Как известно, риторика – «дитя демократии», сформировавшееся в условиях равноправия граждан античных полисов. Риторика «возникла приблизительно в V в. до н. э. как ответ на практическую потребность общества высокой культуры. В этом обществе политические вопросы решались в Народном собрании, публично при огромном стечении народа совершался суд… Красноречие постоянно становилось необходимым для каждого человека [Львов, 1995, с. 6. – Курсив наш. – А.В.]. Не случайно возрождение риторики в России связывается учеными с эпохой перестройки, демократизации и гласности. Вызвав социальный спрос на владение публичной речью, она одновременно высветила все недостатки массовой практики формирования речемыслительной культуры (см., напр., многочисленные критические разборы речей депутатов в пособиях по культуре речи и риторике 90-х гг.). С учетом скомпрометированности понятия «демократ» в постперестроечной России приведем словарные определения:

«Демократия – 1. Политический строй, основанный на признании принципов народовластия, свободы и равноправия граждан. 2. Принцип организации коллективной деятельности, при котором обеспечивается активное и равноправное участие в ней всех членов коллектива».

«Демократизм – … 2. Простота и доступность в обращении с окружающими, демократичность в жизни, в поведении». «Демократичный – … 2. Простой и доступный в обращении, в своих отношениях с людьми» [Ожегов и Шведова, 1999, с. 160. – Подчеркнуто нами. – А.В.].

Напомним также традиционное противопоставление в педагогике авторитарного и либерального («попустительского») стилей поведения (прежде всего речевого) учителя как негативных коммуникативно-поведенческих стратегий демократическому стилю сотрудничества как позитивному и желательному [См., напр.: Педагогика, 2000, с. 404–406]; аналогичным образом расцениваются стили семейного общения и воспитания.
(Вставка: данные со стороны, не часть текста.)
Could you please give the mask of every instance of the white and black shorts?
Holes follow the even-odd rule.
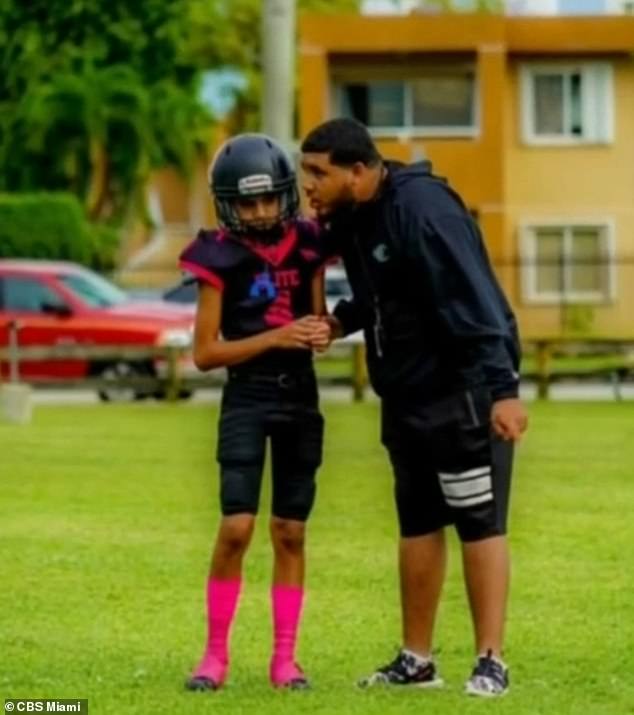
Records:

Ведущей идеей научной концепции К. Д. Ушинского была демократизация народного образования; основополагающую роль в парадигме гуманизации образования, согласно К. Роджерсу, играет демократический идеал (см. параграф 1.1); тенденция к демократизации признается «нашей судьбой не только в политике, но и в интеллектуальной и культурной жизни в целом» (К. Манхейм).

Типологическими чертами языковой личности демократического типа как результатом установки на соответствующую коммуникативную стратегию являются:

1) стремление к двусторонним субъект-субъектным отношениям с адресатом, отказ от авторитарного стиля речевого поведения, который отличают субъект-объектные отношения;

2) стремление к достижению консенсуса (коммуникативного согласия), к конструктивному диалогу, широкой дискуссии, цель которых – принятие взаимоприемлемых решений, направленных на общее благо;

3) стремление к коммуникативному консонансу в результате гармонизирующего диалога на основе учета как общих психологических закономерностей общения, так и индивидуальных особенностей конкретного адресата речи.

«Цель современного образования – развитие тех свойств личности, которые нужны ей и обществу для включения в социально ценную деятельность» [Педагогика, 2000, с. 143]; главной задачей воспитания в любом демократическом обществе признается формирование цельной, гармонически развитой, творческой личности. В речемыслительном аспекте данный идеал «адекватного гражданина» (анализ западных социологических теорий см.: [Прохоров, 2001, с. 74–90]) отражен в постулируемой нами модели «сильная языковая личность демократического типа». И если тезис о гармонически, или всесторонне, развитой личности в качестве цели образования подвергался критике как недостаточно реалистичный, то применительно к данной модели он абсолютно справедлив: именно гармоничное развитие всех трех субкомпетенций в составе интегральной ЛР компетенции – языковой, текстовой, коммуникативной, одушевленное доминантами речевого идеала «Благо – добро, Мысль – истина, Красота – гармония», во-первых, обеспечивает становление языковой личности как «сильной» в речемыслительном плане, а во-вторых, вполне достижимо при адекватной организации и учебно-методическом обеспечении образовательно-воспитательного процесса.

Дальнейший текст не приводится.